The current study did not find a significant association between serum IL13 levels and IL13 genotype and/or allele distribution among allergic patients. Previous findings indicated that the IL13 rs20541 SNP is coding and functional and that the A allele presence is associated with increased IL13 expression,54 which was not demonstrated in the current study. However, the complex interaction between genetic and epigenetic factors of different ethnicities and their implications on gene expression could contribute to this finding.55

On the other hand, serum periostin was significantly higher in patients with IL13 rs20541 AA and AG genotypes than those with GG genotypes (p = 0.016), a finding that may highlight periostin as an important marker for these genotypes in allergic patients. Additionally, a significant positive correlation between serum periostin and IL13 levels in allergic patients was recorded, which further highlights periostin as a useful diagnostic biomarker in allergic diseases.
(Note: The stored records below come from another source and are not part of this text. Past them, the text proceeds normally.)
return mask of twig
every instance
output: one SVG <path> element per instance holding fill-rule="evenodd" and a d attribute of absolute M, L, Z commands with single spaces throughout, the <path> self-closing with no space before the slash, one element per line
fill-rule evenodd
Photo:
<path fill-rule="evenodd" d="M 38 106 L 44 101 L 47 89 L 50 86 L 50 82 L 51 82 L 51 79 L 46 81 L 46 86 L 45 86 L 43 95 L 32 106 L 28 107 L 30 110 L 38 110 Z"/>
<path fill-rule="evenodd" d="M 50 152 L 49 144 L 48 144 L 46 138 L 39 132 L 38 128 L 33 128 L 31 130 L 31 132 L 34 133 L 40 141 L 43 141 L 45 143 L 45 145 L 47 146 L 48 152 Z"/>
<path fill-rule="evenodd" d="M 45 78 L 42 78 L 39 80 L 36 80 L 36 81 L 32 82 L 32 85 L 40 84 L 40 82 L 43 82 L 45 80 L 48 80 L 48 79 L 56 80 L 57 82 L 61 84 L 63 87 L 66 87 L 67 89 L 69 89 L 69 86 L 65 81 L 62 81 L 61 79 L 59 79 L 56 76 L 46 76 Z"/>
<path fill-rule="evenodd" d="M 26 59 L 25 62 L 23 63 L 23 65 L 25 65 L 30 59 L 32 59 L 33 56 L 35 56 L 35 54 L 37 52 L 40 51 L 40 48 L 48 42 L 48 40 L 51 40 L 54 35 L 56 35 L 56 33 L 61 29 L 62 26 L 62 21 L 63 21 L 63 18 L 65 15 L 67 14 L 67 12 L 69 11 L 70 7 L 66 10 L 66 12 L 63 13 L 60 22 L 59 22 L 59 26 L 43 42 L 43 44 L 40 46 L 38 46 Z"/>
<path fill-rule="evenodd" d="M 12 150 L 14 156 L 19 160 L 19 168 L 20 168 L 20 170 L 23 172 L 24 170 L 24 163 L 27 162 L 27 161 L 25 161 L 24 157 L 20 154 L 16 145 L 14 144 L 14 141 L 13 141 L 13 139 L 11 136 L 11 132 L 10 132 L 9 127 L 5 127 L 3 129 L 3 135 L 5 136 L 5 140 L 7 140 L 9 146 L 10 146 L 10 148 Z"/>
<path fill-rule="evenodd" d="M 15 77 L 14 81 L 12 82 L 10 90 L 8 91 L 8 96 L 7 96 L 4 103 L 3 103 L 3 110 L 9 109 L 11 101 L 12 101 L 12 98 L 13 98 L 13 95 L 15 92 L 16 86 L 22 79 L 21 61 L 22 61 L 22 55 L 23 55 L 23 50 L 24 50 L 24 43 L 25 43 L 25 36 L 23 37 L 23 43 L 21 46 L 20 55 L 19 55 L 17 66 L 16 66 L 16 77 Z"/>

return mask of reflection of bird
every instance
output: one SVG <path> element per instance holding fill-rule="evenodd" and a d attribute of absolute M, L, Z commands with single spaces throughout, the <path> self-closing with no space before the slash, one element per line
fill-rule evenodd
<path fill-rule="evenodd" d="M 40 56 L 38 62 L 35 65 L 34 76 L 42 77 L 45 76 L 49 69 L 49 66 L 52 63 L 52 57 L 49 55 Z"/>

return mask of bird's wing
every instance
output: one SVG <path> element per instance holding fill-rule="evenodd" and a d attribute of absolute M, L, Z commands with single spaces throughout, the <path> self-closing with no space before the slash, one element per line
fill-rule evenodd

Fujishima et al reported that periostin and IL13 levels in the tears of all patients with ocular allergic disease and healthy controls showed a weak but significant correlation (n = 59, r = 0.3329, p < 0.05) which supports our finding.23

Limitations of the Study

This study is not without limitations, such as the relatively small sample size included without considering the heterogeneity in the clinical aspects (phenotypes) of enrolled patients and the lack of assessment of other coding SNPs in the IL13 gene.

Data Sharing Statement

All data and materials related to the study are included in the current manuscript.

Ethical Approval and Consent to Participate

The study was approved by the Institutional Review Board (IRB), Faculty of Medicine, Zagazig University. (approval no. IRB#:5961-26-2-2020)

Disclosure

The authors report no conflicts of interest.